As part of providing the best care and reducing health disparities, the clinic has a Spanish-language website and doctors and staff who are bilingual in English and Spanish. The clinic also has a language line available to meet the language needs of non-English speakers when a staff member is unavailable.
The clinic also has a physician who is a hypertension specialist and a strong advocate for the hypertension control effort across the clinics. Among other steps, the hypertension specialist has emphasized the importance of proper techniques for measuring blood pressure through education and training.
A Symptom of Stress
Hypertension is a medical problem, and stress may lead to temporary increases in blood pressure. At Green Spring Internal Medicine, Holly R. Dahlman, MD, takes the time to talk with her patients about why they are having difficulty controlling their hypertension and acknowledges the source of the patient’s stress and the role stress can play in the patient’s health.
At Denver Health, 78% of the patients are racial or ethnic minorities, including 33% whose primary language is not English. Denver Health uses community-based prevention programs to reach minority groups, including a community health worker (promotora)–led prevention program for Latino patients. Denver Health also runs the Just Check It blood pressure control program in collaboration with the Center for African American Health.

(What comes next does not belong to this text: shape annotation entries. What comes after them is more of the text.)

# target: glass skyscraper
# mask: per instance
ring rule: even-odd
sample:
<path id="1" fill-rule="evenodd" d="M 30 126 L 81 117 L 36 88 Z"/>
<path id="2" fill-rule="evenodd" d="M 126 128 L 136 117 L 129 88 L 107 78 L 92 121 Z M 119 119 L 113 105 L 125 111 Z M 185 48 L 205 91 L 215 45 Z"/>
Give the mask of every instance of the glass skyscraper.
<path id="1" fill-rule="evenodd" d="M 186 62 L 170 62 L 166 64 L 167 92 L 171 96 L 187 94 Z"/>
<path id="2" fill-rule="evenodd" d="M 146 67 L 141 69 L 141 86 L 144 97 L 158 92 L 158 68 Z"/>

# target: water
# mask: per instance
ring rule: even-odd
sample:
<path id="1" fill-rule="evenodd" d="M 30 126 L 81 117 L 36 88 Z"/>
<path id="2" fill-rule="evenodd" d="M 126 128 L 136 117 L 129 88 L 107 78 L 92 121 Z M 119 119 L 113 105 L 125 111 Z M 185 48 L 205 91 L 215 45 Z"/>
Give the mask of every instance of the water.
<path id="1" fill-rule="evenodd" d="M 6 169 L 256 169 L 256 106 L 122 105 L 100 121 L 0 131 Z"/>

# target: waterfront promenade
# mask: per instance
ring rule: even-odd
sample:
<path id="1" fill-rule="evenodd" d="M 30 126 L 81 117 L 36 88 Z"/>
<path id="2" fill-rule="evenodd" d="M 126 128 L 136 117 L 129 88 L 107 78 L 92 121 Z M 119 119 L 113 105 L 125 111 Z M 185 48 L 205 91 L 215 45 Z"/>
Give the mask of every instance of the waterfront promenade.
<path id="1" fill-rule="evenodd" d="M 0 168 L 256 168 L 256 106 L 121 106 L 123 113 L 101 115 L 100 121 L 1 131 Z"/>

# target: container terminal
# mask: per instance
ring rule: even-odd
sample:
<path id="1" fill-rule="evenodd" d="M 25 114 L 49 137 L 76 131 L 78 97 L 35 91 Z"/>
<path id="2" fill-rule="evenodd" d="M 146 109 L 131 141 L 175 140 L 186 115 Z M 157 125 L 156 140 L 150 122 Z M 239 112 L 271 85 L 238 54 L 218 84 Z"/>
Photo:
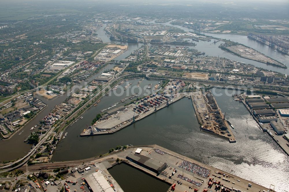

Kaiser found that their medication protocol was not strong enough for many of their African American patients. By doubling the dose for those patients, Kaiser was able to reduce the blood pressure to safe levels. Those steps and others have helped to achieve more equitable outcomes in controlling the blood pressure of their African American patients.
Lifestyle Is the Key
At Northlake, 96% of patients are African American, a population that is at greater risk for hypertension. Reginald Parker, MD, a solo practitioner, advises his patients to follow the DASH eating planexternal icon, which encourages lower sodium consumption and emphasizes fresh fruits and vegetables.
To help his patients really understand hypertension, Dr. Parker uses educational resources such as visuals of the heart and blood vessels, and he reinforces his advice with informational flyers.
These five providers have made control for every single patient their goal in the face of health disparities that put some populations at greater risk. These and other practices show that it is possible to maintain high rates of hypertension control among their patients.